To be product-led, product must lead

The data from the 2023 State of Product Management Annual Report contain two insights that point to the need for product leaders to take a more active role in actually leading their organizations. The first of these insights is in response to a question about whether the return on product investment, on average, meets the expectations of senior management. Notably, only 45% of respondents answered “yes” to that question.

Furthermore, the answer “I’m not sure” was the response given by 32% of product managers. In other words, almost 1/3 of product teams aren’t measuring the success of the product investments they are making.

The second insight is found in the responses to a question that asked what the primary cause is when product investments do not meet the expectations of senior management. 23% of respondents said that a lack of clear company strategy was the issue with the remainder pointing to issues that all flow from an unclear company strategy: product/feature prioritization, go-to-market strategy, investment allocation, and a roadmap consistent with company strategy.

The takeaway

Two key responsibilities of leadership are to set a direction and to decide when the course needs to be adapted based on new information or a change of underlying conditions. When product is in that leading role, it is the product team’s responsibility to take on both of those duties.

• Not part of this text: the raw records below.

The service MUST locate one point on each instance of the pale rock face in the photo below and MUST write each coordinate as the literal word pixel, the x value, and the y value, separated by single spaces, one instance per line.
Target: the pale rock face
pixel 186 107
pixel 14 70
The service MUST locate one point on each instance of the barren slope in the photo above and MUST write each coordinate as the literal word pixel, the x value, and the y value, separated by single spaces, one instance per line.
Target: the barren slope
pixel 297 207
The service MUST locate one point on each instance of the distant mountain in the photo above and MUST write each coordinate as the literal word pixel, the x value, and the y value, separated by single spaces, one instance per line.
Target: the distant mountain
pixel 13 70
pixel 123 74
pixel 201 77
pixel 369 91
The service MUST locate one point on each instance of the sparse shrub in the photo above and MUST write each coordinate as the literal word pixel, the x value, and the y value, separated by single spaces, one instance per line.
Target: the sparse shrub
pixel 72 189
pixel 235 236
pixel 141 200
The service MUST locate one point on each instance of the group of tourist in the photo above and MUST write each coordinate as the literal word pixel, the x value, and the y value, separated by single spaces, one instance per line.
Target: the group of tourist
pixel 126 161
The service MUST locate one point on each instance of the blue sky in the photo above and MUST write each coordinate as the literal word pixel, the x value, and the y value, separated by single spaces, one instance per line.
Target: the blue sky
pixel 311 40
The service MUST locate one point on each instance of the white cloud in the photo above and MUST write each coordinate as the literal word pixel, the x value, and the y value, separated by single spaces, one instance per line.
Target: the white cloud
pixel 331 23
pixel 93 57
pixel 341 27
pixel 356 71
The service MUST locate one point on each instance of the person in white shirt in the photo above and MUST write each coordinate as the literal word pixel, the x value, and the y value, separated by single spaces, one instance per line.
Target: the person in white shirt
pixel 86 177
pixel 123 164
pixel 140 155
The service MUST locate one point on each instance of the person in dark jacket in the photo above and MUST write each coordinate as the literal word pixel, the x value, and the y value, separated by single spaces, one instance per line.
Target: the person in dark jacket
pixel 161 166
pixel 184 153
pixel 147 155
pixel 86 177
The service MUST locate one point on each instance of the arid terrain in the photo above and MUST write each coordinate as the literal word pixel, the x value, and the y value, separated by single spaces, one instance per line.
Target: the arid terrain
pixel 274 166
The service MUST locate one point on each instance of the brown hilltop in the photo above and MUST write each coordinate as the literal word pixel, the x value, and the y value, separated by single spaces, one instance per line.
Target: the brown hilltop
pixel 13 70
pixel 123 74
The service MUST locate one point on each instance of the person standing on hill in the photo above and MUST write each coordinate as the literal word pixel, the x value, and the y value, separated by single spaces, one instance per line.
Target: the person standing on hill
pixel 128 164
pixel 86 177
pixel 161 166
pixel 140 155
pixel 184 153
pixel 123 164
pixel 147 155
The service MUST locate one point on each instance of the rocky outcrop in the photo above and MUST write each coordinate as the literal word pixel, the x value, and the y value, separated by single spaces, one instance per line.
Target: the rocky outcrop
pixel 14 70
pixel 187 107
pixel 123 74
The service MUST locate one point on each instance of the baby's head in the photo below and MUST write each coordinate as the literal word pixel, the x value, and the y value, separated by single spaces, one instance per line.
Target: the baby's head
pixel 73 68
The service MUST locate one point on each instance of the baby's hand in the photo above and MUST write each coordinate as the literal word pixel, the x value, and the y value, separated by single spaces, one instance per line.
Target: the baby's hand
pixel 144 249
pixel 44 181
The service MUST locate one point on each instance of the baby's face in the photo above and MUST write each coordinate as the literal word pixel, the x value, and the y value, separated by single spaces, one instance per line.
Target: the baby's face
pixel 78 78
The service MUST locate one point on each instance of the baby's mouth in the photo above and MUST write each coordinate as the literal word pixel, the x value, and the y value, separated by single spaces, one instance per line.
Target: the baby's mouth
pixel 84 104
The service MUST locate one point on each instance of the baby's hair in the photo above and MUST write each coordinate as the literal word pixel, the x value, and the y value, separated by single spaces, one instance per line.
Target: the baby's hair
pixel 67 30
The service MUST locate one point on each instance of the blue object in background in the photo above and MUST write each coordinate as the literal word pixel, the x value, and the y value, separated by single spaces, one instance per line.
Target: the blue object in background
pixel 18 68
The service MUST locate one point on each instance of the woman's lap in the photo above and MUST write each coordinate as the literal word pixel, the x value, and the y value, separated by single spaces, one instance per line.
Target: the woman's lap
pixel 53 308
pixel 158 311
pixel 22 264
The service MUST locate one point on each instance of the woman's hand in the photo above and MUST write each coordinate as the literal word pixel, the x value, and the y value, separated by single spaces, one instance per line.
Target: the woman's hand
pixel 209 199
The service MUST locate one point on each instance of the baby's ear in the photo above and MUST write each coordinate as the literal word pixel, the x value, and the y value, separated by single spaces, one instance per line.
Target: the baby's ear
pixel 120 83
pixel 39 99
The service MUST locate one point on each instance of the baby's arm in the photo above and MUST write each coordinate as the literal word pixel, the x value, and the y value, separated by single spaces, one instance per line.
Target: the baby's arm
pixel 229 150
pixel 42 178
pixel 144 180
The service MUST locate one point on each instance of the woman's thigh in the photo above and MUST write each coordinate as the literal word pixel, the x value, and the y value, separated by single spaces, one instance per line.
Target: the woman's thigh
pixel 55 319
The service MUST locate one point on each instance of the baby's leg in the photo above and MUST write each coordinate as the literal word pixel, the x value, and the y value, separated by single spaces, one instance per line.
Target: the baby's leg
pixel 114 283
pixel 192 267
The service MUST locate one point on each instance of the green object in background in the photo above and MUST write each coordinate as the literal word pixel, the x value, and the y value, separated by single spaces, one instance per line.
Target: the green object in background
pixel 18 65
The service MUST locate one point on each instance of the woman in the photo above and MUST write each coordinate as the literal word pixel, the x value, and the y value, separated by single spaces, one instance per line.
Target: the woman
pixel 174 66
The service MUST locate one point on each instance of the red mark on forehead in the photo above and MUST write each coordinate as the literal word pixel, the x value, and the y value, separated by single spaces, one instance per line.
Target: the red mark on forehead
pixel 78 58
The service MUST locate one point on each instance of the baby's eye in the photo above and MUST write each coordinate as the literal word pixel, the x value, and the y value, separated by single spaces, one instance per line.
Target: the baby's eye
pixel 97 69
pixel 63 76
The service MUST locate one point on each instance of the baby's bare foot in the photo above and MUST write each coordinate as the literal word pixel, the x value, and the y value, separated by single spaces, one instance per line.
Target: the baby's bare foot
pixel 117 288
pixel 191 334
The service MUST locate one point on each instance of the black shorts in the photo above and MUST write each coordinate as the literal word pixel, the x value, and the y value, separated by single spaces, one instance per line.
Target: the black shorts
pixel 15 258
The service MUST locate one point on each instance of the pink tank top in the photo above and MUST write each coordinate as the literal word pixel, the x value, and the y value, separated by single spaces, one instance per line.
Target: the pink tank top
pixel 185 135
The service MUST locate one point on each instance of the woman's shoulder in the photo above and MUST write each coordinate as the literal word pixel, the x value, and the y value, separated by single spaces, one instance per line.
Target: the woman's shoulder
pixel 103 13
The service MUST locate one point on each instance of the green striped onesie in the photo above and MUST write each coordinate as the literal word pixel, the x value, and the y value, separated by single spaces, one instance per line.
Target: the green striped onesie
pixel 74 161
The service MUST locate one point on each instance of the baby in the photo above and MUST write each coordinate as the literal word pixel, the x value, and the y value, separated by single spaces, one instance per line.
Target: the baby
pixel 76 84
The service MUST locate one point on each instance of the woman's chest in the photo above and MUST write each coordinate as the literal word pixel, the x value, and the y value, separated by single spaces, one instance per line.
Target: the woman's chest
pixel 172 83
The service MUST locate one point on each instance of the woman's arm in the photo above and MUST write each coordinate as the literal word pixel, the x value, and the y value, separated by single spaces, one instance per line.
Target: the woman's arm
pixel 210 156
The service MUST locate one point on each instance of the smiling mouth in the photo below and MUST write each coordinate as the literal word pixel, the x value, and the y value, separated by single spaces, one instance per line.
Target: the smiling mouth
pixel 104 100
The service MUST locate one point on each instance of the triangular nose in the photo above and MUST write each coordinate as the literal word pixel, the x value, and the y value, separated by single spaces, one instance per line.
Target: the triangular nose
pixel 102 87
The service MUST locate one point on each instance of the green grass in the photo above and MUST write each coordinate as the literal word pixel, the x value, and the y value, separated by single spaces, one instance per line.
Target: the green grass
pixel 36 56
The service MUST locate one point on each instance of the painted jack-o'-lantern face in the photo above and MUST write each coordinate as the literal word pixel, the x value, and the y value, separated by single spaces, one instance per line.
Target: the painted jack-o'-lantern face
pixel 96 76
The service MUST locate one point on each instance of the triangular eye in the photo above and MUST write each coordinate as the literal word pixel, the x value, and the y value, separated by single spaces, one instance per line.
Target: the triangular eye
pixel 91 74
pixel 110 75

That doesn’t mean that product is solely responsible for setting company strategy or how a product initiative will be evaluated. Instead, it means that product must drive the discussion, alignment on approach, and communication of decisions. Without that sort of leadership, movement toward a product-led model may be short-lived.

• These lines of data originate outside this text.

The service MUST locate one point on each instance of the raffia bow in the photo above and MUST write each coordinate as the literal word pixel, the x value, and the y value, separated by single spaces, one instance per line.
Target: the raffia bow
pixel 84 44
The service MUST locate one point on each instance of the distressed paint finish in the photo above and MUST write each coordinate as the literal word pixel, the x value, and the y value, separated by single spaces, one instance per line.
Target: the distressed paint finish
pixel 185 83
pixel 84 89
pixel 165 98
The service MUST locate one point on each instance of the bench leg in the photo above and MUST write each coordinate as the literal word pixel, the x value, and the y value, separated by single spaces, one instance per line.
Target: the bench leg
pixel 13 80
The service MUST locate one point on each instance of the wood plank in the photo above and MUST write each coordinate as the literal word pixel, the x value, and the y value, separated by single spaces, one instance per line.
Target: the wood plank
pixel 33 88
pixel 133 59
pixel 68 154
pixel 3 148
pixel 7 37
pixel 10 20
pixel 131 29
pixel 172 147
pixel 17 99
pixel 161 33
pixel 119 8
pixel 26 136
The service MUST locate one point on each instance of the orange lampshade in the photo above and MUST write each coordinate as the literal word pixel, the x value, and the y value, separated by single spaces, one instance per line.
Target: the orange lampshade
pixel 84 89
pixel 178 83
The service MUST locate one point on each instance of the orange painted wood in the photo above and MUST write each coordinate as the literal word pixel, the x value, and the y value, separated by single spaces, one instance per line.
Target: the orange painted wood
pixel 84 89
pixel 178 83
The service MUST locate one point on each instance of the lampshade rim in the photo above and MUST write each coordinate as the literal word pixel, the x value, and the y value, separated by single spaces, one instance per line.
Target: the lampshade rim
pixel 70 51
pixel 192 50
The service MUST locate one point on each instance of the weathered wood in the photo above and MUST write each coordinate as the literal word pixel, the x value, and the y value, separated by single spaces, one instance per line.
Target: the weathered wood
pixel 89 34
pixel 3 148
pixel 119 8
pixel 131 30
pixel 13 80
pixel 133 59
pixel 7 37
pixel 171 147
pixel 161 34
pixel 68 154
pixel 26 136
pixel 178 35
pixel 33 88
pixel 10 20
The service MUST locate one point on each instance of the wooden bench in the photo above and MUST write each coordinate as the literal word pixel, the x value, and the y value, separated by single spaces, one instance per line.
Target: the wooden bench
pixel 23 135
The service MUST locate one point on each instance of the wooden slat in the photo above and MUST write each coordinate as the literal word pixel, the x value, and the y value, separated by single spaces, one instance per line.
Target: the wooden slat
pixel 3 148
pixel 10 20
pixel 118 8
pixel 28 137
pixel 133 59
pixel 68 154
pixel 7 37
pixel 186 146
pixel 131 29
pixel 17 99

The challenges of leadership

As the saying goes, “be careful what you wish for.” The movement toward product-led organizations gives a seat at the executive table to product leaders. Furthermore, it gives product management the opportunity to help set company direction and strategy. However, it also comes with headaches. Three of the top four responses to the question “What is your biggest product management challenge?” relate to the challenge of leadership:

  • Getting cross-functional alignment on product direction
  • Communicating product strategy
  • Working with other departments

The takeaway

Leadership is hard. When an organization decides to adopt a product-led structure, all of the same challenges related to setting and pursuing strategy still exist. The only difference is in who owns the work. Therefore, it is up to product managers and product leaders to demonstrate what they have learned when others were at the helm in order to show the value of a product-led approach.